I have never planted grass in the spring, always in the fall. Ground is in good shape and it is pretty early, I am thinking about trying some Orchard Grass now. Any advice and could I expect much yield this year. One other thought we had was to plant the field in Teff and then destroy Teff in the fall and then plant Orchard.


----------



## hay rake (Dec 31, 2011)

if you get a frost that will kill the teff.


----------



## covenanthay (Oct 2, 2009)

The temperature has to be above 60 and absolutely no chance of frost to plant Teff-here (OH) that is June. I have planted orchardgrass in the spring but didn't take a cutting off till the next spring.


----------



## Barry Bowen (Nov 16, 2009)

Planting orchard in the spring is 50/50 at best. I have done it and gotten a good mid summer cutting and then one later. It has also not made it at all, usually because it was dry, and lost the field till the fall.

Teff, ground has to be 60 and NO chance of frost. Teff is just no where near as easy as some people make it sound. Been doing it for 5 years. Started at 20 acres of teff, now I only do 1-3 acres per year for one specific customer.

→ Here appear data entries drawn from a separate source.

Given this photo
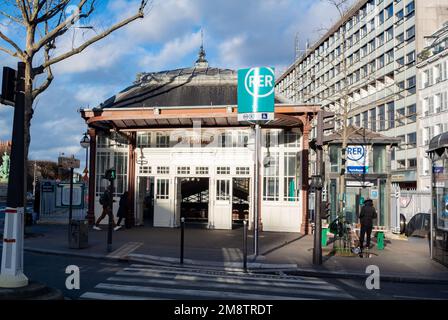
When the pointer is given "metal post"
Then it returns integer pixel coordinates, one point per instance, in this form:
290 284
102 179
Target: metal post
317 252
257 189
12 254
182 228
109 229
245 245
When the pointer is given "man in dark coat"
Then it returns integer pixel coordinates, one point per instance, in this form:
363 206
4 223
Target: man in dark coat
368 213
122 210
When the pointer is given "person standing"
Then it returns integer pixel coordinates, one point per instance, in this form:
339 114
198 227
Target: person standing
368 213
105 201
122 210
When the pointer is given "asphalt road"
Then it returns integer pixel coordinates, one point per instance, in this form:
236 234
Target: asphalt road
50 269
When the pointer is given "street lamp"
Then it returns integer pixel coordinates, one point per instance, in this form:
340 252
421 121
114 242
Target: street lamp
85 143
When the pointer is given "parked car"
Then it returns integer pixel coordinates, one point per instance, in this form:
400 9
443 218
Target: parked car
419 225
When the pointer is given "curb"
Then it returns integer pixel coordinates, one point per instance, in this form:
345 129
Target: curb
287 269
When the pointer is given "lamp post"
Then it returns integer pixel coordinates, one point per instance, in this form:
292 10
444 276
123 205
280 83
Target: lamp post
85 143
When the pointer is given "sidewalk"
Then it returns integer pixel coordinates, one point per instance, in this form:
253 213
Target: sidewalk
291 253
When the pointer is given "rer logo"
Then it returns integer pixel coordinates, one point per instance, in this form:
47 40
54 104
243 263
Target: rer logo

Some people like to mix orchard and oats, and then take the oats for oat hay. Fine for cattle. It acts like the cover for the grass, but still only 50/50 that it makes it depending on weather.

Bottom line, pays your money and take your chances in the spring. Much more of a sure thing in the fall.


----------



## covenanthay (Oct 2, 2009)

Barry Bowen
"Teff is just no where near as easy as some people make it sound. Been doing it for 5 years."

What problems did you run into? I doing 8 acres this year as a trial.


----------